Signature had to figure out how to serve both clienteles without making either feel they were being shortchanged. The ultra-wealthy families do not want to feel they are underwriting the individual clients and the individual clients do not want to feel they are being assigned second-class status, according to the founders.

The common ground between the two is that both groups are in a position to start considering how they can have an impact on their families or on the community, they say.

"The people of these wealth levels start realizing the potential of their money," Webb says. "There is an escalating complexity as the wealth grows, but there are opportunities for the two different client bases to overlap."

Signature now has 12 family office clients and about 140 other clients with a total of $2 billion in assets under management. A staff of 29 includes nine financial planners, three analysts and five attorneys.

"The office infrastructure and the depth of thinking required translate well across clients of all sizes," Webb says.

"The relationship managers work only with wealthy individuals or with family office clients, not both, and that is by design," Shumadine adds. "But they all share their knowledge. The substance is the same."

For instance, managing investments for tax efficiency adds value over and above investment returns for both groups, particularly in years when traditional markets are struggling. Philanthropic strategies may be used to accomplish the creation of a legacy, as well as tax efficiency for income and transfer tax purposes. In cases where either type of client holds illiquid assets, or has concentrated positions in liquid assets, those assets must be understood and included in the overall strategy.

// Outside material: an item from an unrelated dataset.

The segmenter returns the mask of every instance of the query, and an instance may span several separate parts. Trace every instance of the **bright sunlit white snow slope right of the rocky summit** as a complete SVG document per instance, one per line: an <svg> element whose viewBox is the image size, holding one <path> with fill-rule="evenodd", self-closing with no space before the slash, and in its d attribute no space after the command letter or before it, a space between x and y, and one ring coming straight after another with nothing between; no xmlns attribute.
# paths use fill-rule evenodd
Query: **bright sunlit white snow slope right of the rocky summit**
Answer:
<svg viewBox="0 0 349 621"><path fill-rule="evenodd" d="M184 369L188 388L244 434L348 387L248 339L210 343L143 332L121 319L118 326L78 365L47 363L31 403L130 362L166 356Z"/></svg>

Signature fees are negotiated based on a variety of criteria designed to show there are no conflicts of interest for the advisors, Colpitts says. Most family office clients are charged a flat fee based on the complexity of the work required and the assets being managed, with fees averaging $100,000 a year and up. For others, fees range from 67 or 68 basis points to 40 or 50 basis points as assets increase.

The firm does little marketing and adds fewer than a dozen clients a year. The courtship period for taking on a new client is lengthy and thorough, according to the founders.

Signature does not invest funds but instead designs asset allocations and selects money managers. Investments cover a wide range of allocations, including commodities, private equity, long-only traditional equity and hedge funds. Those same investments can be useful to both groups of clients.

The difference in handling affairs is how much of a "hands-on" approach Signature provides, according to Colpitts.
"For a family office, we will find the best aviation deal or advice on particular health care services," Colpitts says. "For the high-net-worth client, we will use this same knowledge to tell them where to find what they need. But the knowledge we need is the same."